ウディ・アレンはいつからしょぼい「思い出屋」になってしまったのだろう。登場人物の見事なほどの現実感のなさは、確かにメルヘンかもしれない。ハリウッドの社交界から出発して故郷ニューヨークに戻り、成功する主人公ボビー(ジェシー・アイゼンバーグ)にしても、彼がロス時代に一目惚れしたヴォニー(クリステン・スチュアート)にせよ、遠くを見る眼差しで、返す術のない過去の愛を見つめる。こういうノスタルジイって誰にでも多少はあると思いますよ。大恋愛の末に別れざるをえなくなり、双方別々の家庭に入ったが、愛した人が忘れられない…にしても「一日たりともあなたのことを忘れたことはなかった」って? 人生の重さに、ああ、そんなこともあったとケロリとしている、もしくはそう見せているほうが、よほど大人じゃないの?▼それともう一つ首をひねるのは、女の側の充実感が一つも描けていないのよね。描くも描かないも、彼女らには人生の重みなんか、ハナからないの。ヴォニーはハリウッドの腕利きプロデューサー、フィル(スティーヴ・カレル)と不倫の仲になって一年、妻と離婚できない男にがっくりし、熱烈アタックしてくるフィルの甥ボビーと結婚すると決めた。ボビーは喜んで、じゃニューヨークに戻って新生活を始めよう、僕はこの街の虚飾に染まらない君が好きだったのだとプロポーズ。ところがフィルの離婚が成立し、ヴォニーはフィルを選ぶ。ニューヨークなんて知らない街で、ボビーのユダヤ人家庭の慣れない暮らしに入るより、サクセスしたおじさんと何不自由なく贅沢に暮らす方が、そら、いいかもね。彼女の選択は大いによくわかるわ。ボビーは有名人や金持ちやギャングが来る兄貴のレストランを手伝うことになり、「カフェ・ソサエティ」(社交界)の実態を肌でつかみ、ヴェロニカ(ブレイク・ライブラリー)というバツイチの女性と出会う。ヴェロニカはヴォニーと同じ名だが、それを抜きにしても素敵な女性だ。二人は結婚し娘を得る▼万事順調に進むが、兄貴の人殺しがバレ、悪事がぞろぞろ出てきて死刑判決。兄貴はユダヤ教からキリスト教に改宗する。理由は「来世がある」。その年の暮れも迫った。フィルが妻同伴でニューヨークに出張し、一ヶ月ほど滞在するという。ボビーとヴォニーは再開した。ヴォニーはどっぷりカフェ・ソサエティに浸かり、セレブの知人の自慢話に花を咲かす。ボビーだって兄貴の死刑がかえって評判を掻き立て店は大繁盛。今や押しも押されぬハイソの仲間入りだ。妻ヴェロニカは家で慎ましく育児に専念している。ニューヨークを案内するボビーとヴォニーの間には、消すにも消せぬ過去の愛の思い出がよみがえる。おまけに(こういうところが本作のモタれるところだが)ボビーはロスにも出店する計画だという。
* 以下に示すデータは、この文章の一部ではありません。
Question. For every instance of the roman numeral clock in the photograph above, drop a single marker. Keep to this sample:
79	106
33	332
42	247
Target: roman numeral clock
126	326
さすがにヴォニーはどう懐かしがったところで二人は終わったのだし、「もう会わないでいましょう」でケリ。二人は別々の場所で遠くを見る眼差し▼アレンは80歳になって、やれ現実だ、人生の実相だというのが面倒くさくなったのでしょうね。あんまり綺麗すぎてもナンだな、と思ったらしく、唯一ボビーの父にこんなことを言わせる。「来世だと。死ぬときが来たら死ぬさ。迎えに来た死の天使に、さんざん悪態をついて、な」この役者はコリー・ストール。アメリカで生きてきたユダヤ人は弁護士か医者か、ウォール街か、成功者にして金持ちが多いが、それらのどれでもなく、額に汗して苦労してきた組だ。ボビーの父と母に当たるベン夫婦が、唯一生活の匂いを発し、映画の手触りを感じさせた。たとえ一見軽い「カフェ・ソサエティ」ではあっても、底に「ヴァニティ・フェア」をしっかり入れ込む映画にして欲しかったと願うのは、アレンにはしんどい仕事になったのか。